10.21.2010

My favorite thing about Rand Paul

Of all the Senate races this year, the one in Kentucky isn't keeping me up much at night.

First of all, the race is to fill the seat being vacated by the retiring Jim Bunning. Suffice it to say, I have a hard time envisioning anyone being anything but an improvement over Sen. Bunning, and it seems plenty of his soon-to-be-former colleagues would agree. At worst, we'll be replacing one hard-right GOP party-line voter with an Ayn Rand acolyte with a cussed streak. I can't think of anyone I'd rather sick an unruly underling on more than Mitch McConnell.

So, while I'm not eager to have Dr. Paul in the Senate (where I fear he'd try to destroy Medicare, abolish the Dept of Education and auction off the National Archives), neither do I think his election would be the Worst Thing Ever. And his opponent's recent ham-handed attempts to turn Christian conservatives against him has only endeared him to me.

For those of you unfamiliar with this phrase "Aqua Buddha," here's a precis:
The race for U.S. Senate in Kentucky got heated last week after Democrat Jack Conway ran a TV ad accusing his opponent, Rand Paul, of being part of a "secret society" that "mocked Christianity" and forced a woman to "bow down before a false idol."

Much of the ad's content came from an interview GQ conducted with an anonymous former college classmate of Paul's, who said she was the victim of a bizarre prank at Baylor University in 1983.

According to the August issue of GQ:

Paul and his friend put her back in their car and drove to the countryside outside of Waco, where they stopped near a creek. "They told me their god was 'Aqua Buddha' and that I needed to bow down and worship him," the woman recalls.
My one qualm about this incident is that I don't really like the idea of two guys coercing a woman to go somewhere. However, it seems that she knew it was a prank the whole time, and never feared for her safety.
"Yes, he was in a secret society, yes, he mocked religion, yes, the whole Aqua Buddha thing happened," she said. "There was a different side to him at one time and he's pretending that it never existed.

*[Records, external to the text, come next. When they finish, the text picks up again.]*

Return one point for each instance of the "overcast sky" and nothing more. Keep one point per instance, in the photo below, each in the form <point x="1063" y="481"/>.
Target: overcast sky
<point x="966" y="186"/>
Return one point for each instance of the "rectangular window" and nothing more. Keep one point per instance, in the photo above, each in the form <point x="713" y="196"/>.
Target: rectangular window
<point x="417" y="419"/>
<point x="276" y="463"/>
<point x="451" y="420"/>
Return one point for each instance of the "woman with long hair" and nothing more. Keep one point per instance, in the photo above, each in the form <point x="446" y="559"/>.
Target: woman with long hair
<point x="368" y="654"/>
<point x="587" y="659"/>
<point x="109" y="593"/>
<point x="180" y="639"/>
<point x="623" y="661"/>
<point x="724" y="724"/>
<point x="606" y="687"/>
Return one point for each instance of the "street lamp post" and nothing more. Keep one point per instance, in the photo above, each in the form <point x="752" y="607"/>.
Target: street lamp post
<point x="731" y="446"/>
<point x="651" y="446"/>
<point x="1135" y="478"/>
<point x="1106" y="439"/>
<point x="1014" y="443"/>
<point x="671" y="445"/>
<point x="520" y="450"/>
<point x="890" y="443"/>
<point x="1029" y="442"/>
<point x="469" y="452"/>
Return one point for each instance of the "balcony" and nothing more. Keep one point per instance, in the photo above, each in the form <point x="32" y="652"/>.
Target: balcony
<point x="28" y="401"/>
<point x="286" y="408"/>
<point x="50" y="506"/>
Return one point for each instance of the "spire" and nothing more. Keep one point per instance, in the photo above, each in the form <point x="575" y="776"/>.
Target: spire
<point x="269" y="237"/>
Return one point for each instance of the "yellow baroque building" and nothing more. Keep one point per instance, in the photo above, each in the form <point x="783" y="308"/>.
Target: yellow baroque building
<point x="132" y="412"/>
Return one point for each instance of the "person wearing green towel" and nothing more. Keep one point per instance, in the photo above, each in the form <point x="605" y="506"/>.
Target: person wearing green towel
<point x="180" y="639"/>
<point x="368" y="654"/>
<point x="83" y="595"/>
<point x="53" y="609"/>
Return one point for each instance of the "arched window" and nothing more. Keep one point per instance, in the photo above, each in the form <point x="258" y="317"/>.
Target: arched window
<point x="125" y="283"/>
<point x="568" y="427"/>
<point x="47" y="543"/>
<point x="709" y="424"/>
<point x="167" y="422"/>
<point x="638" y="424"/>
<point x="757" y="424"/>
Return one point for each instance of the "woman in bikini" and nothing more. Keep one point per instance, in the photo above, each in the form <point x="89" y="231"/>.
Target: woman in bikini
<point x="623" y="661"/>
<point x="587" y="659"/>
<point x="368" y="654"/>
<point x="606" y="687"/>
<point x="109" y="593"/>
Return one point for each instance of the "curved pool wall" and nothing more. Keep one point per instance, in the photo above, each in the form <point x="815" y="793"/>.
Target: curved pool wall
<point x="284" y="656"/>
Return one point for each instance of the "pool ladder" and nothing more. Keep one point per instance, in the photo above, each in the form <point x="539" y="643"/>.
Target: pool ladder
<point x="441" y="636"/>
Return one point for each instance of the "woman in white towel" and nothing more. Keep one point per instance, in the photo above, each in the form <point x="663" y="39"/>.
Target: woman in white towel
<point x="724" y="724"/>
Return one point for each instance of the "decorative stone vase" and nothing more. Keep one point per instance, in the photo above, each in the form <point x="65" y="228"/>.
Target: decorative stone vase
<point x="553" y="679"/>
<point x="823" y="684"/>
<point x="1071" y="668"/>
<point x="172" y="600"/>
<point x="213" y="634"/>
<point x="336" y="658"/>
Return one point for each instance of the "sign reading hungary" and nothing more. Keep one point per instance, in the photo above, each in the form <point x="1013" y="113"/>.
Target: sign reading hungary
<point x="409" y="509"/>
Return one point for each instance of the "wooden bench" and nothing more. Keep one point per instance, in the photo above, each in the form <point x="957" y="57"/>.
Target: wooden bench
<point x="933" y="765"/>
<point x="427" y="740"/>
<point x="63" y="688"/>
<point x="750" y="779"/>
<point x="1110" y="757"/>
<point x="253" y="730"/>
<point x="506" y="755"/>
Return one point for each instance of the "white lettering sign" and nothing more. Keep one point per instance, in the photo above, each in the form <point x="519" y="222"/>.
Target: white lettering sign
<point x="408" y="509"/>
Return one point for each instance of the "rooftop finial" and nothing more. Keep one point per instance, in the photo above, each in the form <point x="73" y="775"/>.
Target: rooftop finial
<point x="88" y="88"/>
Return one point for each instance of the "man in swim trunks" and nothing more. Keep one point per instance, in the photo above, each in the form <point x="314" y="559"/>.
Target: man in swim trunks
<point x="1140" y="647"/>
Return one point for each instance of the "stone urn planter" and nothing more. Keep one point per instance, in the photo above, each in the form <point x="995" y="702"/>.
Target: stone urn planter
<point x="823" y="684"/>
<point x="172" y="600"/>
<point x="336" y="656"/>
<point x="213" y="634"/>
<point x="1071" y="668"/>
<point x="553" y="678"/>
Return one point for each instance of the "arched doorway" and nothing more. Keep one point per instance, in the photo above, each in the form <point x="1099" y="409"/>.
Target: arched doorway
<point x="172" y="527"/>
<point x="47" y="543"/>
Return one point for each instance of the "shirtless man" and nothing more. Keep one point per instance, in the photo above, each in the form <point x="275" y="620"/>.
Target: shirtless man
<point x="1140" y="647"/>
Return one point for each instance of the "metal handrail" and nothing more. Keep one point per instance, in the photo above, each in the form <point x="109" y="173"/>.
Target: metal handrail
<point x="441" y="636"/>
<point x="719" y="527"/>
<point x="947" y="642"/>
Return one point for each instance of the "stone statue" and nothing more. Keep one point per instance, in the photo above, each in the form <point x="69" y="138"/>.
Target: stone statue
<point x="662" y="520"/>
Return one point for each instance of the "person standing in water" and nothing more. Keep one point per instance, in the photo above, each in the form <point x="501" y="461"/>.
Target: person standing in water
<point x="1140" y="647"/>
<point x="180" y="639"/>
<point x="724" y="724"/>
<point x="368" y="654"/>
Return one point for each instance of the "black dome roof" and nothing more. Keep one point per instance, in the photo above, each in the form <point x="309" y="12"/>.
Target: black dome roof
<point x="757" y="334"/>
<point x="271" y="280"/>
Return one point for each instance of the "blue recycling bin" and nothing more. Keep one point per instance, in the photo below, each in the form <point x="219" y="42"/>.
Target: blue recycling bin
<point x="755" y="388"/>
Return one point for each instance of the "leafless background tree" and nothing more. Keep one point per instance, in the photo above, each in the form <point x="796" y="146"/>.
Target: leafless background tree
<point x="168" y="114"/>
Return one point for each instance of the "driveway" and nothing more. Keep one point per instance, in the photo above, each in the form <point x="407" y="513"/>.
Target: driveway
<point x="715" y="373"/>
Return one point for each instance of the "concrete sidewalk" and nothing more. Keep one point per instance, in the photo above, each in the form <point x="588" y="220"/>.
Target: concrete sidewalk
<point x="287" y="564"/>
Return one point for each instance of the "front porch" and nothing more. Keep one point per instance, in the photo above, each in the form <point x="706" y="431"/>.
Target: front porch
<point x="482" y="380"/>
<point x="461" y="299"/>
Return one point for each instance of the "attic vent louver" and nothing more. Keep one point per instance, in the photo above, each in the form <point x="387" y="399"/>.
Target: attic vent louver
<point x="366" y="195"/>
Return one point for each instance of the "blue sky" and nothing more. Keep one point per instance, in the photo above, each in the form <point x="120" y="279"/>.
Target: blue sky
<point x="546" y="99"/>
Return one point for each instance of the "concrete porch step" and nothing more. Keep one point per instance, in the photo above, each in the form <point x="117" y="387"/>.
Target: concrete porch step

If he would just acknowledge it, it would all go away and it wouldn't matter anymore."

However, she also said that Conway's ad went too far in depicting college pranks as something frightening, and added that the topic wasn't consequential enough to drive the Senate race.
If she wasn't frightened, then there goes my only problem with this story. Is Rand Paul trying to convince religious conservatives that he's one of them when he really isn't? Probably. That would put him in the same boat as Reagan, Bush (both I and II) and McCain. Somehow someone putting one over on the Religious Right fails to break my heart.

Furthermore, I think the whole Aqua Buddha story is hilarious. It's exactly the kind of thing my buddies from med school would think of while sitting around getting baked. That Paul chafed under the yoke of the profoundly religious authority of Baylor University and expressed his ire by staging a prank this random and absurd endears me to him in a way almost nothing else could have. If I didn't know he'd sell off the Smithsonian for scrap marble, I'd even consider voting for the guy.

1 comment:

  1. I think maybe Conway was trying to drive a wedge in the already growing gap between the libertarian and 'base' factions of the GOP? Keep the base home win and the race strategy. Might work.